The district court found that Mendoza-Cepeda is an adult, who did not appear to be under the influence of any substance at the time he was questioned by Sergeant Burns. The district court recognized the fact that Mendoza-Cepeda was not told that he did not have to consent, but despite this fact the district court concluded that Mendoza-Cepeda was not intimidated into consenting by the officers and that no promises were made. Additionally, the district court relied on the fact that the encounter occurred in public and that Mendoza-Cepeda did not object to the search. The district court did not believe that Mendoza-Cepeda's purported inability to speak English negated his voluntariness because Mendoza-Cepeda appeared to understand Sergeant Burns' request, both verbal and through the use of gestures, to search his carry-on bag and his torso. The district court recognized a statement made at the suppression hearing where Sergeant Burns noted that Mendoza-Cepeda spoke clearly when he told Sergeant Burns that "I don't speak English," and Sergeant Burns did not detect any accent. (Dist.Ct. Mem. Op. and Order at 2). Finally, the district court concluded that the Fourth Amendment "requires only that the police reasonably believe the search to be consensual," id. at 6 (quoting Sanchez, 156 F.3d at 878), and that in considering the totality of the circumstances, the officers could have reasonably believed that Mendoza-Cepeda consented to the search. We are not convinced that the district court's finding of voluntariness is clearly erroneous.

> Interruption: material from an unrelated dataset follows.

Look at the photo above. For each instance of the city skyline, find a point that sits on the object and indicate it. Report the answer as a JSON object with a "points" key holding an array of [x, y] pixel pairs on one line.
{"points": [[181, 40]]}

Lastly, Mendoza-Cepeda argues that because he was in custody at the time of the questioning at the taxi stand, he should have been given his Miranda warnings. As already addressed earlier, we do not believe that Mendoza-Cepeda was in custody at the time he was questioned or searched at the taxi stand in front of the airport. Consequently, no Miranda warnings were required. See United States v. Rorex, 737 F.2d 753, 755 (8th Cir. 1984).
III.
For the foregoing reasons, we affirm the judgment of the district court.